Premier League and Football League clubs recruit dozens of young boys locally and nationally, many running development centres even for five- and six-year-olds, yet first-team managers often have little commitment to playing them, clubs preferring instead to sign ready-made overseas stars. Wilkinson cited as exceptions Tottenham Hotspur and Southampton, whose youth development systems are run by the former senior FA coaches John McDermott and Les Reed respectively, and operate more of a policy than most clubs to field young English players.

“Current youth coaches in England are as good or better than anywhere in the world: they are highly qualified, overworked and underpaid, highly committed experts,” said Wilkinson, who published his blueprint for the system, the FA’s Charter for Quality, 20 years ago this month.

“The facilities of academies are second to none; the ingredients are fantastic. One huge problem is the lack of opportunity. If you send your child to a school, you expect the school to give them every opportunity to develop their talent. It is their moral responsibility. For me, football also has that same responsibility. Lack of opportunity is a very serious problem, which can affect the boy long term and is already affecting the senior England team.”

Referring to the hundreds of boys released every year, Wilkinson said: “These are young people and many are not getting what they have been promised and a number naturally feel genuinely let down. They are adolescents, some can and do become depressed.

“There clearly isn’t the commitment to playing the players. The fault just isn’t taking too many boys in; it’s clubs not really committing to giving them the opportunity.”

Wilkinson’s charter, which gave professional clubs unprecedented involvement with children from very young ages, aimed to improve the quality of youth coaching, facilities and development, and prevent boys being overplayed by their schools and clubs. A year earlier an England team whose players had come through the old schools system, and mostly started senior careers at lower-division and non-league clubs, reached the semi-final of the 1996 European Championship. No full England team since the academy system was introduced have reached a similar stage of any international tournament and Wilkinson argues that the current manager, Gareth Southgate, lacks sufficient players for a strong squad.

“Research shows that to have a successful national team, a country needs a group of around 50 players with high‑level, including latter-round Champions League, experience, capable of playing in the team. England does not have that number of players who have been given the opportunity to go on and develop.”

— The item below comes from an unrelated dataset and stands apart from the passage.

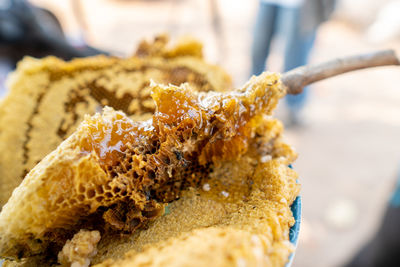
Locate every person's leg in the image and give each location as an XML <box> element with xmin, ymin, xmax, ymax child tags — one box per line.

In 2012 the Premier League drove through a series of improvements to Wilkinson’s blueprint, the Elite Player Performance Plan, and has persistently rejected arguments that its clubs’ reliance on overseas stars has undermined the England team. The former FA chairman Greg Dyke held a review into the issue, vowing to investigate whether the lack of opportunities for English players is partly because of top clubs being owned by overseas investors who have too little commitment to the national team. His review ultimately failed even to mention that proposition and its recommendation for a new lower division in which Premier League clubs could play B teams was widely ridiculed and later dropped.

Wilkinson said a thorough review is needed. “It seems the FA and leagues are choosing to ignore the facts; do people care about a strong England team? People [at the FA and leagues] should care; their success has come off the back of the English game, its history and heritage. Germany has shown that World Cups and Champions League success can be achieved through looking after their own.”